KOMPAS.com - Cerita tentang tragedi dan skandal yang menghantar “anak raja" mencapai puncak kekuasaan, telah banyak didokumentasikan dalam serial drama asal “Negeri Ginseng.”
Namun siapa yang mengira cerita-cerita itu sungguh terjadi di dunia nyata, dan bukan sekadar dongeng semata.
Berhasil menjadi presiden wanita pertama Korea Selatan pada 2013, Park Geun-hye tergolong sebagai “darah biru.” Dia adalah putri dari Park Chung-hee, Presiden Korea Selatan yang menjabat pada 1963-1979.
Park menduduki peringkat ke-11 dalam daftar 100 wanita paling kuat di dunia dan wanita paling kuat di Asia Timur, menurut Forbes pada 2013 dan 2014.
Pada 2014, ia menduduki peringkat ke-46 dalam daftar Forbes sebagai orang paling berkuasa di dunia.

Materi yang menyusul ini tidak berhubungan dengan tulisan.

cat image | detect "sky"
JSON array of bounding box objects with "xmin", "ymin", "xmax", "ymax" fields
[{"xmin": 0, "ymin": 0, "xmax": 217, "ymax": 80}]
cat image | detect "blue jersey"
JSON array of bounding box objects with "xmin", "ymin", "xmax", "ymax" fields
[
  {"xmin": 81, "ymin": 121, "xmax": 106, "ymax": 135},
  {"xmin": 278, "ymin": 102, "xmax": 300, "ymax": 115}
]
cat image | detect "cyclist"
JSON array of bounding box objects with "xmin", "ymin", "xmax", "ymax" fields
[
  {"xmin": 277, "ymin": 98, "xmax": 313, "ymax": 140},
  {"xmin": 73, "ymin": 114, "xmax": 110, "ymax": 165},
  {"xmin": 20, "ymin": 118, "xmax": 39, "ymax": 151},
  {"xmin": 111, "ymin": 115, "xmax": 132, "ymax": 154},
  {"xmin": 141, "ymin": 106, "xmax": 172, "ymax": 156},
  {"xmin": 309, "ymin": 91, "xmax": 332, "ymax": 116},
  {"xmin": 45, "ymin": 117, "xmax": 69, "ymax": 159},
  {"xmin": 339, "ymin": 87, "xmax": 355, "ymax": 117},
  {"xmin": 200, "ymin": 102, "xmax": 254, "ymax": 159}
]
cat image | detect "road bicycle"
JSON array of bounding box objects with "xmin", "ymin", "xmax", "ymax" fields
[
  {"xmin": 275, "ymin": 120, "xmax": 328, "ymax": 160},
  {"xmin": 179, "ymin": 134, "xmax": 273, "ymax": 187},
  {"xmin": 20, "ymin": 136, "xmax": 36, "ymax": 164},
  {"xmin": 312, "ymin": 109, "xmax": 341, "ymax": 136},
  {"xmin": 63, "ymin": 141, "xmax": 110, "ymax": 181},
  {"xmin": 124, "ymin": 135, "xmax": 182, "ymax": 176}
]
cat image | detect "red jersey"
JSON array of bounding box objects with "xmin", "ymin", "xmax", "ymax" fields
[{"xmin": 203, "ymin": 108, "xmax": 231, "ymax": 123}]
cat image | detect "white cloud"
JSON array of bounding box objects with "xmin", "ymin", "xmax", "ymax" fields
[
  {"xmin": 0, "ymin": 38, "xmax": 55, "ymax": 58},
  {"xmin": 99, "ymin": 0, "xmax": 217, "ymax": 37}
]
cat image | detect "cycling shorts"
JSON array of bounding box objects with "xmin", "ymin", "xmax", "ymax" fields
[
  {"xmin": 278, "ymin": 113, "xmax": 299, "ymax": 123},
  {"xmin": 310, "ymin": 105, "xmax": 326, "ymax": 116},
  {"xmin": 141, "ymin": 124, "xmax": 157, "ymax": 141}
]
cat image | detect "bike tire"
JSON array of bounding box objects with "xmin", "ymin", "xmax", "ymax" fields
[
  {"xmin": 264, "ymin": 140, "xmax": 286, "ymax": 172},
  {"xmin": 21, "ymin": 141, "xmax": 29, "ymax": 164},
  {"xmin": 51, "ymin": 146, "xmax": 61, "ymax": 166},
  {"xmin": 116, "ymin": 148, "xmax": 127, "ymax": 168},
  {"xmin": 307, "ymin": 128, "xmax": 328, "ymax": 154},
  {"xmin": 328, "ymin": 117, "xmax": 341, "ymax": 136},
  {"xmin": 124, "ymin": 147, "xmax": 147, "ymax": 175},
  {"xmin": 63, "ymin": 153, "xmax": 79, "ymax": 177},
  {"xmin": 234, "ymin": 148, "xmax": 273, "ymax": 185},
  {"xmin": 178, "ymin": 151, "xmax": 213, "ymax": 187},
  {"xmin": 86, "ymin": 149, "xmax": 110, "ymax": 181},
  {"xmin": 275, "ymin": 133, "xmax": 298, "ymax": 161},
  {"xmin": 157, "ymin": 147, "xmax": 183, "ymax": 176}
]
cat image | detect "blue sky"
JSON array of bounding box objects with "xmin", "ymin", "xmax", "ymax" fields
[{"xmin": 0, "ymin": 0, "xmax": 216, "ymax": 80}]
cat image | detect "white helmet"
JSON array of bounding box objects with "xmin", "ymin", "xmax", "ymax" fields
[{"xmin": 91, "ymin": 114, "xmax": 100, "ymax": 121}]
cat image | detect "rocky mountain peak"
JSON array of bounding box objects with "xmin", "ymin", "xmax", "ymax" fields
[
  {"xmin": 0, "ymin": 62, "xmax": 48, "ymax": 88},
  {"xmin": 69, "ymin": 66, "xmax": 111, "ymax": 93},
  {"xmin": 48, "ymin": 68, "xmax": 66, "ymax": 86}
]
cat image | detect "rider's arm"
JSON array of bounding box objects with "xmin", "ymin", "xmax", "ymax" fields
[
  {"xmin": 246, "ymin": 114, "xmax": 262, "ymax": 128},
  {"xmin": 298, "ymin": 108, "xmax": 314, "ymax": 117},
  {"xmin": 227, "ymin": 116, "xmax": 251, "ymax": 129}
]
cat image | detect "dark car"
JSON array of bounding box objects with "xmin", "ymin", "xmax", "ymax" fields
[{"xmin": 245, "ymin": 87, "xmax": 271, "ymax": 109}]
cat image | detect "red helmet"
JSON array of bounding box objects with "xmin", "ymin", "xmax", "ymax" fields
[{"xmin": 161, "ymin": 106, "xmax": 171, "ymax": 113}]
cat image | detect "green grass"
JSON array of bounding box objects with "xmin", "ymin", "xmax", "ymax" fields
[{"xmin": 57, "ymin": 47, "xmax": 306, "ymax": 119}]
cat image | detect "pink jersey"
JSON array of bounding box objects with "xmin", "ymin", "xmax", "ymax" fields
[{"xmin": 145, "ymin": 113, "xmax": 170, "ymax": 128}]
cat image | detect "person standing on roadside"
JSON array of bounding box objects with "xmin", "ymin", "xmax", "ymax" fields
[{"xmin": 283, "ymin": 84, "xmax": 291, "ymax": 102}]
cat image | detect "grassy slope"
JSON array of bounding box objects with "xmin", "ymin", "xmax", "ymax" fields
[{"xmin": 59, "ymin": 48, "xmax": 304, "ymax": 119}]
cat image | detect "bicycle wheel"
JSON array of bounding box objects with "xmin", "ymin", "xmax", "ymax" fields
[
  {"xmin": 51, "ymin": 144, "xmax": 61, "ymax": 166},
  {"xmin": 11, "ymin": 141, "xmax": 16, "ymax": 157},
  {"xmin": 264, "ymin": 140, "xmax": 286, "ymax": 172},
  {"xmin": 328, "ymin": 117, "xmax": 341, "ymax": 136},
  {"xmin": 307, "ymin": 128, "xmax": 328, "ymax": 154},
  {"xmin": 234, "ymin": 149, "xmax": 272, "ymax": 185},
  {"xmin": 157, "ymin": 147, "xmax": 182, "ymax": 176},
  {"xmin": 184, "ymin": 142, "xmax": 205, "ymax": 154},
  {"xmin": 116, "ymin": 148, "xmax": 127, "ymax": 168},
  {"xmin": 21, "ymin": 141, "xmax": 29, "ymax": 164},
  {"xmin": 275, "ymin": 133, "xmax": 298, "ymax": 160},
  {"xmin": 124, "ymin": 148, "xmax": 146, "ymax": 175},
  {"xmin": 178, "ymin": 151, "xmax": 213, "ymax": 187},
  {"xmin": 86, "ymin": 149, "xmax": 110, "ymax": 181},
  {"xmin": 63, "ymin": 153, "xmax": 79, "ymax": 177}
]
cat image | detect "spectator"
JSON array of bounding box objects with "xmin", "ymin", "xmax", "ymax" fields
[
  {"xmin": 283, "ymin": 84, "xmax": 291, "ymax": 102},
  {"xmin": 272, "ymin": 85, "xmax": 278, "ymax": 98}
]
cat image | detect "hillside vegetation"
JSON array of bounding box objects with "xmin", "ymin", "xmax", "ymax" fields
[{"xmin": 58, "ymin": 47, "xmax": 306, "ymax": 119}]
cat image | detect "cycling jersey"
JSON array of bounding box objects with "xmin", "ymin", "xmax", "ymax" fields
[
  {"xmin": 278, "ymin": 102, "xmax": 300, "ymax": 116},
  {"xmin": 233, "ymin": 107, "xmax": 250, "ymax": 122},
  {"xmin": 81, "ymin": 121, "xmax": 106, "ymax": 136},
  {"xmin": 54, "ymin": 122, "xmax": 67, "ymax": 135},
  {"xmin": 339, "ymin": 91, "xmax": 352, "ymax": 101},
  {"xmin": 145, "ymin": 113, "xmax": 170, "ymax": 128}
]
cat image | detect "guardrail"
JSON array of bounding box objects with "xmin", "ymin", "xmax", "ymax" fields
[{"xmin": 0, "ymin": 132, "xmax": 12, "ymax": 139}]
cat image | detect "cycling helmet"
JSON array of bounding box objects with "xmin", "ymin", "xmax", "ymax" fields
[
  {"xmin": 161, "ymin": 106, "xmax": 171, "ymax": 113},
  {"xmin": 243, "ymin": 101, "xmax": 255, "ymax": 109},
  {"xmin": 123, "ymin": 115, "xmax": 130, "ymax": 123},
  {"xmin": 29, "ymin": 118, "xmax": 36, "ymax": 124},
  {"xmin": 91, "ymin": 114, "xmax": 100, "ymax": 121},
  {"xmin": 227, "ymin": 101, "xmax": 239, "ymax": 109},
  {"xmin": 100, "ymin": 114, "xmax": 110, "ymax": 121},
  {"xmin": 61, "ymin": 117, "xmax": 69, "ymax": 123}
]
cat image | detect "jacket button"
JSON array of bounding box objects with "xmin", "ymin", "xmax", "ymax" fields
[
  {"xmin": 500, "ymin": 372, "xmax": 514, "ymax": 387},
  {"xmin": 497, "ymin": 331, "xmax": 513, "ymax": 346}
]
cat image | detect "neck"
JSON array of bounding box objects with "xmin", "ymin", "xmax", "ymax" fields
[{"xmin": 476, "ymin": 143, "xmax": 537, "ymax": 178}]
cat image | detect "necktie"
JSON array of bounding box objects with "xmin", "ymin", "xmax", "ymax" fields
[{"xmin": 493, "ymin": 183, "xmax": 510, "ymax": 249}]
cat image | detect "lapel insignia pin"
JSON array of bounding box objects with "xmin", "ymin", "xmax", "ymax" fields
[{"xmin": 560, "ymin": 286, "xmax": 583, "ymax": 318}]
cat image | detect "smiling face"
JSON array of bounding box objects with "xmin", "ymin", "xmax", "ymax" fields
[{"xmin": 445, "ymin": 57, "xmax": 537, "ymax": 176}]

Menempatkannya di tertinggi ketiga dalam daftar Korea Selatan setelah kelurga taipan Samsung, Lee Kun-hee dan Lee Jae-yong.
Namun hanya dalam empat tahun masa jabatannya, Park berubah dari seorang perintis menjadi sosok kontroversial.
Pandangan publik pada "sang putri" berbalik dalam sekejap setelah skandal korupsinya terbongkar.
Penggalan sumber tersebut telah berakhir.